All five candidates lost, but there was a benefit for Bachmann. For starters, the Stillwater school board race coincided with a statewide trend toward moderate Republicans getting forced out by social conservatives at the grassroots level. It also gave Bachmann a fledgling political base to seek another office.
In 2000, she turned her sights to the state Senate, running against Gary Laidig, a 28-year incumbent Republican, in the party's primary. Laidig was viewed as a centrist, and Bachmann's hard-right platform divided longtime GOP diehards. But Bachmann, with a war chest of $43,000 to Laidig's $23,000, won the party's endorsement. (Norm Coleman, then still mayor of St. Paul, stumped for her.) She went on to defeat DFLer Ted Thompson in the general election. "A lot of political types didn't think she could win," Thompson recalls now. "But she had name recognition because of that school board run."
It was around this time that questions regarding Bachmann's résumé surfaced. She had a law degree, she said, and claimed to be a tax litigation attorney. But opponents said they could find no evidence that she had practiced law. Bachmann sets the record straight by saying she worked in the U.S. Department of the Treasury, representing the IRS against people who underpaid or didn't pay their taxes. She did this from 1988 to 1993.
Her law degree, it emerged, is from Coburn School of Law in Tulsa, which is affiliated with Oral Roberts University. "She's part of the Jerry Falwell moral majority," says one political observer. "That's a legitimate issue if she's running for Congress." When asked about her religous beliefs mixing with her politics, Bachmann responds, "I believe in God. But that is not really relevant."

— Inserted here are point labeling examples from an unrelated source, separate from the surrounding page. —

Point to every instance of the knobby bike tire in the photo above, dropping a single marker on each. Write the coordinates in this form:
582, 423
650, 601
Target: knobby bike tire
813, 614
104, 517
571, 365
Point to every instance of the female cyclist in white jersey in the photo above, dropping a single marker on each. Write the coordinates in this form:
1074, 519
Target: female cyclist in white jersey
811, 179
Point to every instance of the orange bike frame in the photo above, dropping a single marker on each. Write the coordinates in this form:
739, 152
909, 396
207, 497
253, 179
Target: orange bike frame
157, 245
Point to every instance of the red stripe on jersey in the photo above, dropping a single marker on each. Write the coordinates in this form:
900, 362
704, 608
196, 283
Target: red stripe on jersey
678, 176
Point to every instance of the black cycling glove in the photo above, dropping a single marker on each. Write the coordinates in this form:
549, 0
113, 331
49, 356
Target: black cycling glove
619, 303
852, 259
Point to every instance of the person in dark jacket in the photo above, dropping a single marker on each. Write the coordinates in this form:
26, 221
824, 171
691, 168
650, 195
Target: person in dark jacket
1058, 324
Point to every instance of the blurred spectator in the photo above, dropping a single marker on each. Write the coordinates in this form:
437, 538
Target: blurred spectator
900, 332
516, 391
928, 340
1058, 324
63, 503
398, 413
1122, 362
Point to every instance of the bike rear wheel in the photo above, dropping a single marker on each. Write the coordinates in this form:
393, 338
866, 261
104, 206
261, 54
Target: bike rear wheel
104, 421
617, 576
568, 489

Two years later, because of redistricting, Bachmann was facing a 10-year incumbent DFLer for the seat in District 52. By ratcheting up her antiabortion rhetoric, vowing to bring more local control to classrooms, and signing a no-new-taxes pledge, Bachmann defeated Jane Krentz.
Some politics-watchers in the district, however, aren't sure that issues are driving Bachmann's success. "Voters aren't looking beneath the surface," claims Renee Murray, a Lake Elmo resident who has done some work for the DFL in District 56. "She's bright, attractive, and presents well. I'm not knocking anyone, but we've got a lot of wealthy, affluent people who are busy, and they just see an 'R' next to her name and vote for her."
Correct or not, that assessment doesn't change the fact that Bachmann's worldview has become increasingly common around the halls of Minnesota government. Bachmann has been involved with the Maple River Education Coalition, a conservative group that started in 1998 as, according to its website, "a handful of parents committed to preserving educational freedom for their children." The group, renamed EdWatch in 2003, repeatedly railed against the state's Profile of Learning standards, as did Bachmann in her original state Senate campaign. And last year, Bachmann proposed a bill that would have opted the state out of federal No Child Left Behind standards--not necessarily because compliance was both unfunded and expensive, but because, in her opinion, the federal government has no place in local schools.
And then there is her apparent relationship with Olive Tree Ministries, a Maple Grove-based outfit that believes we are living in end times. The two main issues the ministry is concerned with: gay marriage and Israel. "True Bible scholars have always said that 'Israel is God's timepiece for the end of the age,'" Olive Tree's website proclaims. "Many Bible translations of Psalm 102:16 read, 'When the Lord builds up Zion (Israel), He shall appear in His glory.'"
The Olive Tree website has a testimonial from Bachmann, and claims that she attended one of the organization's conferences. And last spring, she appeared on a radio show hosted by one Jan Markell to discuss "what's in the news from a biblical perspective." (Bachmann claims to not know about Olive Tree. Nor does she recall doing the program with Markell, saying she grants interviews to several media outlets.)
Markell is the founder of Olive Tree, what she calls a "Messianic" and "Jew for Jesus" ministry. On KKMS-AM (980) last March, Bachmann called the gay marriage issue a "ticking time bomb" that must be voted on by Minnesotans before "an activist judge could impose his morality on all Minnesotans."
She went on: "Gay marriage is a very real threat to the states. We need people to be in prayer so that we can get it voted on in the Senate floor." She urged people to attend a rally at the Capitol, because "we will be beseeching the Lord." Bachmann slipped easily into the role of right-wing evangelist, entreating listeners that "our state will change forever if gay marriage goes through.
"Little children will be forced to learn that homosexuality is normal and natural and perhaps they should try it," she continued, claiming that a gay agenda would infiltrate schools. "It will take away the civil rights of little children to be protected in their innocence, but also the rights of parents to control their kids' education and threaten their deeply held religious beliefs." Bachmann then claimed taxpayers and businesses would be forced to pay for same-sex benefits, and the rights of churches and religious organizations would be taken away.